Last week I attended a free ‘licensing clinic‘ in Birmingham, organised by the Discovery programme – mainly as a means of kick-starting my brain into considering the copyright/licensing issues around the CLOCK project. Here are my notes.
  1. The Jerome project addressed licensing in April, 2011, and the situation hasn’t really changed for us: we’re still intending to expose as much of our bibliographic data as possible using a properly open licence such as CC0.
    • “The licensing of data is an interesting one, since we run into a whole bunch of questions around who actually owns the information in our catalogue. Since it’s all factual information (and you can’t copyright a fact) then surely it’s a free for all – except that EU law introduces a curve ball in the form of database right. Broadly speaking this provides specific protection for collections of records, but not the records themselves.”
  2. Ed Chamberlain and the COMET project also addressed licensing and the ownership of MARC records: work that we should revisit.
  3. The JISC Open Bibliographic Data Guide (obd.jisc.ac.uk) provides very clear advice and information useful in creating an open data business case. E.g.:
    • “[…]if we presume that the rationale for publication is to ensure the widest possible dissemination then adoption of a generic open data license (such as Open Data Commons or CC0) is the most effective way to make the set of potential uses unambiguous. Restrictive licenses are counter-productive[…]“
  4. There is some very helpful guidance coming out of the Discovery project around building a business case for open discovery.

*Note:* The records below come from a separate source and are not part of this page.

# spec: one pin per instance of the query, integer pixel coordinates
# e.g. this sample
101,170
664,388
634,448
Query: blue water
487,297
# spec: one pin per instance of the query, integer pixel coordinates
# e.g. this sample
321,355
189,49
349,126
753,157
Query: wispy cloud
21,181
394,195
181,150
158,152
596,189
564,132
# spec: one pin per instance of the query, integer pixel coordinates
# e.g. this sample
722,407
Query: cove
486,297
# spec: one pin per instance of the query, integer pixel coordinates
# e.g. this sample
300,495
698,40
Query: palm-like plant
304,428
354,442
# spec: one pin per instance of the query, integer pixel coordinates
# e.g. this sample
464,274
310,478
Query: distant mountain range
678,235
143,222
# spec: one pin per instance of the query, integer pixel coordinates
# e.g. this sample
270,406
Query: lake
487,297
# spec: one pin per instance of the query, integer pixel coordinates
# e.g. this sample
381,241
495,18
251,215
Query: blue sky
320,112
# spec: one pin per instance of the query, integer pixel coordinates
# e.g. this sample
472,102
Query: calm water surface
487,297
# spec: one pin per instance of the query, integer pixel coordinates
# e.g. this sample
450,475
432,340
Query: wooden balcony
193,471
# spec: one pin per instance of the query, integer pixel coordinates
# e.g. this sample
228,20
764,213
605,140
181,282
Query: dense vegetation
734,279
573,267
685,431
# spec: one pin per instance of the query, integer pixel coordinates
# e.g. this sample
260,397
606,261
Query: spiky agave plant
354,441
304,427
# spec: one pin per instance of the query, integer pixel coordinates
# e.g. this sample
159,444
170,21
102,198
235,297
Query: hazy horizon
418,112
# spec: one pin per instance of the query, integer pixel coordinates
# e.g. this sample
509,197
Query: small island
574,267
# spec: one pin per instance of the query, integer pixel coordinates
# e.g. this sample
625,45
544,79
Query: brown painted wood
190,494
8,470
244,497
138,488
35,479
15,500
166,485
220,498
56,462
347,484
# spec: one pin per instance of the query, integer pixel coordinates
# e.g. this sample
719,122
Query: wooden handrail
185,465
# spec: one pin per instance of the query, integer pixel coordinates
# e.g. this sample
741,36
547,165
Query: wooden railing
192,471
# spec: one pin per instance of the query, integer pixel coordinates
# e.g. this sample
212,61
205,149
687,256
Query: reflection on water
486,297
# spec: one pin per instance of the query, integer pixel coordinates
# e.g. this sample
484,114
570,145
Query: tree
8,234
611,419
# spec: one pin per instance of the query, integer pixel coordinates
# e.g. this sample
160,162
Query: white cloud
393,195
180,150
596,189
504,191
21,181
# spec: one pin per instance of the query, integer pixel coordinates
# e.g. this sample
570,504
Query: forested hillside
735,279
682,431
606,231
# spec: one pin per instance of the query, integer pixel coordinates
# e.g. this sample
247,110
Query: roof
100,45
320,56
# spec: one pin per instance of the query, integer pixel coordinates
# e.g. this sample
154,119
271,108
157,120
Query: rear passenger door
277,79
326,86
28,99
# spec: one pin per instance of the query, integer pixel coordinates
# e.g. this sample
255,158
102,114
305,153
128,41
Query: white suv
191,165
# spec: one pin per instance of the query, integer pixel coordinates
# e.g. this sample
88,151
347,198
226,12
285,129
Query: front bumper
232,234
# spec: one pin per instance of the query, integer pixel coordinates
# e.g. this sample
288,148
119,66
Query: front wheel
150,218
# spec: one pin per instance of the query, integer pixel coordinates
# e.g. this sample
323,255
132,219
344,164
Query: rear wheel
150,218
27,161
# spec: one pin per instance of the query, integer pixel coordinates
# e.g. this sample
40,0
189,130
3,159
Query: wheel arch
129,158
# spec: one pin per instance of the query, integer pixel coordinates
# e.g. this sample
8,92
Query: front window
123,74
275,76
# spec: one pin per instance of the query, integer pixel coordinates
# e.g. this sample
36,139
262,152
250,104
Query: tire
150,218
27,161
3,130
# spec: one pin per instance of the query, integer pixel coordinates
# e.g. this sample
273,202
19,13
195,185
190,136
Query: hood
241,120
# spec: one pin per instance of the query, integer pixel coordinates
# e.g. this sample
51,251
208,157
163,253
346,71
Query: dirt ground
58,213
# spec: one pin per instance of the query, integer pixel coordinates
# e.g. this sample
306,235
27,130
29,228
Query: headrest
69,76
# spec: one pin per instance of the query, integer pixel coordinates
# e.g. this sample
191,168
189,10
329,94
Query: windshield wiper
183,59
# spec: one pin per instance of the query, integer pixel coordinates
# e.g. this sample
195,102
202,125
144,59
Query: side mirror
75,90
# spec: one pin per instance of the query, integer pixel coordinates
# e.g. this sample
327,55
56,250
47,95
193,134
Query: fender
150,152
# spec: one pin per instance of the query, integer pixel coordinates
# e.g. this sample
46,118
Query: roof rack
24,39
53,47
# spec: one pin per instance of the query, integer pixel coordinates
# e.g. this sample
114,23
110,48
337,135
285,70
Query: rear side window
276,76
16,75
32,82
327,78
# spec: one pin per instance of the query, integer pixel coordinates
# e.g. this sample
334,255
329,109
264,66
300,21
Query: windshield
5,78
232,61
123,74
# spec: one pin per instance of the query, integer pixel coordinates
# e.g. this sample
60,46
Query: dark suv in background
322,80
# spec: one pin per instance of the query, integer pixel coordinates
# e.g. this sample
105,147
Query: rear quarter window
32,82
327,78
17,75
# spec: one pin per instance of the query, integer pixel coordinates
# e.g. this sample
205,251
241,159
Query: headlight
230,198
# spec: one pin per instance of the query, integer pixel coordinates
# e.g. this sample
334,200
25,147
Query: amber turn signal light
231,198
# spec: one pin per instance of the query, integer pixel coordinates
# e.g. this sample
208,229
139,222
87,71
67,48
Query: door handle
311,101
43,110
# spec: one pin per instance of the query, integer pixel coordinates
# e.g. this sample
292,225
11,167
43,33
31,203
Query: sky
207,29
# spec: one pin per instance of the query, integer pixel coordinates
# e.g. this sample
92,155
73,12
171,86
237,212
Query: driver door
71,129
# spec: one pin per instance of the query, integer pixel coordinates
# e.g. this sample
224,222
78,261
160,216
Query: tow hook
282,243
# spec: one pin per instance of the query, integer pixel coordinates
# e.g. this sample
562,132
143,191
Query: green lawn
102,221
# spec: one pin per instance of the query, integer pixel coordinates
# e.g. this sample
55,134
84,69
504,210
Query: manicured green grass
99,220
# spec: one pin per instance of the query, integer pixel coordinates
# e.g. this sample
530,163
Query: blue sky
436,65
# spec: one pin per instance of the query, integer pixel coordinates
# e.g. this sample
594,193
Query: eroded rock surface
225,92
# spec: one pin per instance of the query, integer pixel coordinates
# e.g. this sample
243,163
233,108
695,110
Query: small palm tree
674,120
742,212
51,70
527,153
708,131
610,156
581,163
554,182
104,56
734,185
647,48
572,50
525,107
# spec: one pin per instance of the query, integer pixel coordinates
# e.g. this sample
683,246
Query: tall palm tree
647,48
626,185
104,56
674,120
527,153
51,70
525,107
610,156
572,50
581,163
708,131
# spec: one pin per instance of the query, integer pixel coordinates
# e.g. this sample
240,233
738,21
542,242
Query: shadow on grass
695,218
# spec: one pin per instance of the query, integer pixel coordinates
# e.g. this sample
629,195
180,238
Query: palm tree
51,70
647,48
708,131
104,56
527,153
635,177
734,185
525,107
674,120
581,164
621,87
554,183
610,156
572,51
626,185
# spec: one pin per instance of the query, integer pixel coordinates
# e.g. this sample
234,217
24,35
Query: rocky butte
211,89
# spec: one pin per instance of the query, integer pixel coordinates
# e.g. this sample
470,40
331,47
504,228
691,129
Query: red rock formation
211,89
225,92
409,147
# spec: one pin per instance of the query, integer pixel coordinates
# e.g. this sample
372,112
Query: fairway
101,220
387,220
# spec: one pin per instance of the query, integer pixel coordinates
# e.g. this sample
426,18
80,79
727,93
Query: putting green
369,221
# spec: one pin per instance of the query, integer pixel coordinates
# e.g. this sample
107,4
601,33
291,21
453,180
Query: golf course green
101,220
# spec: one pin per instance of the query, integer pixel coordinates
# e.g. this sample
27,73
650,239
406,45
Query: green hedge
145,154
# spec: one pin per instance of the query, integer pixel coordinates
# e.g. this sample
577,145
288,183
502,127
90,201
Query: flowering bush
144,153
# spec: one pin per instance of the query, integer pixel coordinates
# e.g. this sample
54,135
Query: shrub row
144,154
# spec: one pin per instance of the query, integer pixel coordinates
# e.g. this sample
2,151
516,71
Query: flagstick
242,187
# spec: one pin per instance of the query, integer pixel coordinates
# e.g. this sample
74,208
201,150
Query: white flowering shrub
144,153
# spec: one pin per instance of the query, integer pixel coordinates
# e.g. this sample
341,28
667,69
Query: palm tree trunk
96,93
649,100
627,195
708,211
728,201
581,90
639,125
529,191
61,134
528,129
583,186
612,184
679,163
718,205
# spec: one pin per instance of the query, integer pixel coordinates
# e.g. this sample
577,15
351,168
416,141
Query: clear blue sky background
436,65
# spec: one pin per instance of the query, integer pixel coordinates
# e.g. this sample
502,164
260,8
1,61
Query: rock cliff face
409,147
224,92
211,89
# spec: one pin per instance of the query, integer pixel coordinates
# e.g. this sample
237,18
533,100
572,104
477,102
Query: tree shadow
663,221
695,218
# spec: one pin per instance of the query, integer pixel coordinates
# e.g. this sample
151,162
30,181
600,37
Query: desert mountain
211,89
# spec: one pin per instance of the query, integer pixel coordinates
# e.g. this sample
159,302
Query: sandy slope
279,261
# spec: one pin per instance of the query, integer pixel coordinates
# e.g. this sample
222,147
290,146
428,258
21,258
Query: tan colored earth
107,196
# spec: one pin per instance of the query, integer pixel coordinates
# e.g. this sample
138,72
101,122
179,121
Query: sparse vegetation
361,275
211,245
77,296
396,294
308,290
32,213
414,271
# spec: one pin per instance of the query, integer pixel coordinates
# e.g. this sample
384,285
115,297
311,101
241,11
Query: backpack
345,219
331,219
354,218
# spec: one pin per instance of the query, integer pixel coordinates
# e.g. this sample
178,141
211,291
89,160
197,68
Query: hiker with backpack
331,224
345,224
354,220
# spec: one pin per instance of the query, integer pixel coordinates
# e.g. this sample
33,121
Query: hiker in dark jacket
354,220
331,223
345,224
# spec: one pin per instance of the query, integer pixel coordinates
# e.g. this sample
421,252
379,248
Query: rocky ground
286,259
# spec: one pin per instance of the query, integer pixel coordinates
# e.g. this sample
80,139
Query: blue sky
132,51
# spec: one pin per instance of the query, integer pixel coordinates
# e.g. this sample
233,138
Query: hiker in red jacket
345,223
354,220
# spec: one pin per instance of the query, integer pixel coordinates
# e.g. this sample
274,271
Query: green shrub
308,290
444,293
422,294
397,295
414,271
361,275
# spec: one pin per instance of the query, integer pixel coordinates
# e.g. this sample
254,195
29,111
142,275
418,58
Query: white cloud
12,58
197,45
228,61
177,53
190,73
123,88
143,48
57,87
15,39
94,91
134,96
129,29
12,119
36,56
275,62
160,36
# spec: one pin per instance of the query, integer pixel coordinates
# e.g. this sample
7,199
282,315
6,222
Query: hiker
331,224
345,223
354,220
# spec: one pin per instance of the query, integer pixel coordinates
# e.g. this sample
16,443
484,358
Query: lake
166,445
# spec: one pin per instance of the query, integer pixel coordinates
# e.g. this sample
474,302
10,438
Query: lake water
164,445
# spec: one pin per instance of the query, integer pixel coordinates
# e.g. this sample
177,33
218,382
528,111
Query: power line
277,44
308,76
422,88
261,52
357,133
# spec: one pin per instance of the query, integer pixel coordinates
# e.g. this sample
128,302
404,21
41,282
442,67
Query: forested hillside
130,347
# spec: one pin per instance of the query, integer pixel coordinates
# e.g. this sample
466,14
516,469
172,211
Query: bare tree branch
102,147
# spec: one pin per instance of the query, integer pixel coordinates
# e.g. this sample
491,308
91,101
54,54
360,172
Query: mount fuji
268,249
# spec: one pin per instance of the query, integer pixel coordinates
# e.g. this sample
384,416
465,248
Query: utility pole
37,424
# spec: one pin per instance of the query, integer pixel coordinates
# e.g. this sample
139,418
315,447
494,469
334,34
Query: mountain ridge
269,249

This was summarised at the recent Discovery programme meeting (also in Birmingham) by David Kay –
    • N.B. I’ll revisit this in a future blog post. I’m getting almost surprisingly interested in the problem of ‘selling’ the idea of open bib data to an institution, and I’ve found the Discovery work on business cases increasingly useful.
  5. At Lincoln in March, 2012, we had a very useful visit from Sander van der Waal of OSS Watch where we discussed the University of Lincoln’s approach to openness (Open Source, Open Access, as well as Open Data). Joss Winn is following this work up with the University’s IP manager with a view to writing a University policy on open licensing of our IP.
  6. Related to the ‘business case’ aspect is the work of LNCD (and also discussions I’ve had with Ed Chamberlain recently) about how to ensure sustainability of open services in a technical sense – what sort of systems architecture and processes do we need in place, and how do we work with university ICT support departments to ensure that projects become institutionally-supported services when it’s important for them to do so?
  7. At this, Birmingham event, Chris Banks of the University of Aberdeen presented about the benefits and challenges of sharing from a library director’s perspective. I was particularly interested in the metaphor of “metadata as currency”: how are aggregators creating value based on the mass accumulation of metadata, and how are they selling that value back to libraries? See Chris’s blog for more. Aberdeen are clearly doing a lot around the analysis of e-resources usage and relating it back to their library strategy / information literacy, etc.
  8. Paul Miller (Cloud of Data): one key quote “amateurs tend to do a better job of aggregating content than institutions” (e.g. collections of images on Flickr). This may be in part because individuals don’t have the same risk-averse approach, but whatever the reason
  9. Barrister Frances Davey gave us a quick run-through of IP law as it relates to data. Key quote: “the legal repercussions of publishing data openly are pretty much nil“. Fear and uncertainty poisons initiative! Frances also touched on the business / reputation-management arguments for having an active approach to open data: people might well be getting bad copies of your data already (via screenscraping) – release it yourself and take control of the quality. Example of the British Library choosing a CC0 licence precisely because of the lack of an attribution clause – then any subsequent re-use is “nothing more to do with us”.
  10. Then, after lunch, copyright consultant Naomi Korn ran a workshop on the practical aspects of choosing a licence for your data. Naomi spoke about the need to start by deciding how open you want to be as an institution (noting that institutions with a dedicated © person tend to have a greater appetite for risk) – then consider whether you have the resources in place to get where you want to be. Key quote: “Let’s do some attribution mapping!” Some link from Naomi’s workshop:
  11. At the Birmingham clinic we also discussed the risks (including the risk of doing nothing) and benefits of taking an open approach. My contribution: open bibliographic data enables high-level services to be sold back to universities (c.f. Chris Banks’ notes on metadata aggregation, above). We shouldn’t be scared of this or see it as a reason to not open up our data (we can’t compete with those companies; we want their services and we’re prepared to pay for them!); but we can build lower-level, locally-relevant services as a result of releasing our own open data, and play on the web by web rules – if we don’t make our data open for re-use on the web, we can’t even have the conversation. Lincoln’s approach is entirely around open data as a means to an end: it’s the best and most natural way of sparking off new, innovative services based on unexpected combinations of our own and other people’s data.
    • The best example of this so far are the new data-driven staff profiles at Lincoln: but we’re going to need more and more convincing examples if we’re going to make a convincing business case.
  12. Final overall quote of the day: “Writing your own open licence is an unpleasant form of vanity“.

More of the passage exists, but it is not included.